I turned, wondering what punishments I would face returning to my red planet. The death penalty for visiting Allo-23 was still enforceable. Outposts on Saturn’s moons might accept me, but they were cold, hostile environments far from terraformed gentle summers on Mars.

“I can’t stay. I used all my influence to get this far. I’ll have to leave my rank and status behind. How will I keep in touch? How will I know you are safe and recovering?”

“Touch her hand, for just a moment,” the therapist whispered. I noticed the assistant’s gloved hands. I wondered. A trick?

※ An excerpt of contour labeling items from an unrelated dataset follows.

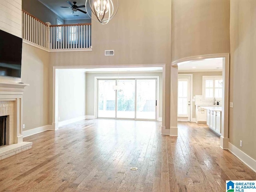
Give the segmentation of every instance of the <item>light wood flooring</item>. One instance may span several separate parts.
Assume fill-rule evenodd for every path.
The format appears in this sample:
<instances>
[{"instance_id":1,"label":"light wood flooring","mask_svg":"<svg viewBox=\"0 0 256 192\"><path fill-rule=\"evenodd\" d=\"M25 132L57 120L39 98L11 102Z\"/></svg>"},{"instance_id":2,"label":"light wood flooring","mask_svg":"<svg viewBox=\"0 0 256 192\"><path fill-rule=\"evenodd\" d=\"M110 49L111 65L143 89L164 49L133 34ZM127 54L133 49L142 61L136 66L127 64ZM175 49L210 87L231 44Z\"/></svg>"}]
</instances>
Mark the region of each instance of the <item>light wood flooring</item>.
<instances>
[{"instance_id":1,"label":"light wood flooring","mask_svg":"<svg viewBox=\"0 0 256 192\"><path fill-rule=\"evenodd\" d=\"M28 137L32 149L0 161L0 191L224 192L256 180L206 125L180 123L178 137L161 125L86 120Z\"/></svg>"}]
</instances>

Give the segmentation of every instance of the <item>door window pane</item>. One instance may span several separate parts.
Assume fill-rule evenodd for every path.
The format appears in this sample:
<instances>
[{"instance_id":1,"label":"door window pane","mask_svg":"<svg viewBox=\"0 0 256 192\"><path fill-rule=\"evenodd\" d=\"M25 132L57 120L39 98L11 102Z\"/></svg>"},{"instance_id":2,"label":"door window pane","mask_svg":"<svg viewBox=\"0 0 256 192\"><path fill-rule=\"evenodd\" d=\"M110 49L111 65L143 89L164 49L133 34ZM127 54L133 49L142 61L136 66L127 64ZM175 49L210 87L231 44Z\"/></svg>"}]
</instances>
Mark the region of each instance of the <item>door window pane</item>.
<instances>
[{"instance_id":1,"label":"door window pane","mask_svg":"<svg viewBox=\"0 0 256 192\"><path fill-rule=\"evenodd\" d=\"M188 114L188 99L179 98L178 99L178 114L186 115Z\"/></svg>"},{"instance_id":2,"label":"door window pane","mask_svg":"<svg viewBox=\"0 0 256 192\"><path fill-rule=\"evenodd\" d=\"M188 78L178 79L178 114L179 117L188 116L189 80Z\"/></svg>"},{"instance_id":3,"label":"door window pane","mask_svg":"<svg viewBox=\"0 0 256 192\"><path fill-rule=\"evenodd\" d=\"M156 119L156 80L137 80L137 119Z\"/></svg>"},{"instance_id":4,"label":"door window pane","mask_svg":"<svg viewBox=\"0 0 256 192\"><path fill-rule=\"evenodd\" d=\"M215 98L221 98L222 96L222 88L215 88Z\"/></svg>"},{"instance_id":5,"label":"door window pane","mask_svg":"<svg viewBox=\"0 0 256 192\"><path fill-rule=\"evenodd\" d=\"M205 97L206 98L212 98L213 97L213 89L206 88L205 89Z\"/></svg>"},{"instance_id":6,"label":"door window pane","mask_svg":"<svg viewBox=\"0 0 256 192\"><path fill-rule=\"evenodd\" d=\"M205 87L213 87L213 80L206 80Z\"/></svg>"},{"instance_id":7,"label":"door window pane","mask_svg":"<svg viewBox=\"0 0 256 192\"><path fill-rule=\"evenodd\" d=\"M116 92L113 88L115 80L98 80L98 117L115 118Z\"/></svg>"},{"instance_id":8,"label":"door window pane","mask_svg":"<svg viewBox=\"0 0 256 192\"><path fill-rule=\"evenodd\" d=\"M117 84L117 117L135 118L135 80L118 80Z\"/></svg>"}]
</instances>

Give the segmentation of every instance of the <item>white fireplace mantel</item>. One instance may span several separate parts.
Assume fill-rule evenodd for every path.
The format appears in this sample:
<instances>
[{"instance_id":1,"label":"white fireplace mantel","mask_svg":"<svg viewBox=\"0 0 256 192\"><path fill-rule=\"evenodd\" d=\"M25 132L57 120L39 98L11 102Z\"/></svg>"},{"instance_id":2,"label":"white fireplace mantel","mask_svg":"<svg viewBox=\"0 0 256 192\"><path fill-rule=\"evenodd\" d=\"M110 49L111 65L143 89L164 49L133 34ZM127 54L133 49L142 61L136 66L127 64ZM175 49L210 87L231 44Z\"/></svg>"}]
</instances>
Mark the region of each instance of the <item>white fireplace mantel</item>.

“Go ahead, Bruce. It’s okay,” Celia said quietly.

I lightly pressed her dry, bruised skin on top of her hand gripping the bars. It was electric…startling. I blinked hard, pulling away, flashing lights pulsing in my eyes. Tinnitus deafened me and then receded.

“What!” I blurted out before my vision cleared. I saw myself, and the therapist, as if viewing outside my body. I was looking through Celia’s new eyes.

Words appeared in my head, in her voice, clear and sweet from childhood. “We can see each other and talk when you think of me, no matter how far away. It is the Old One’s gift. Now we will always share without interference from Mars’ oversight. This is our love that can never be quarantined.”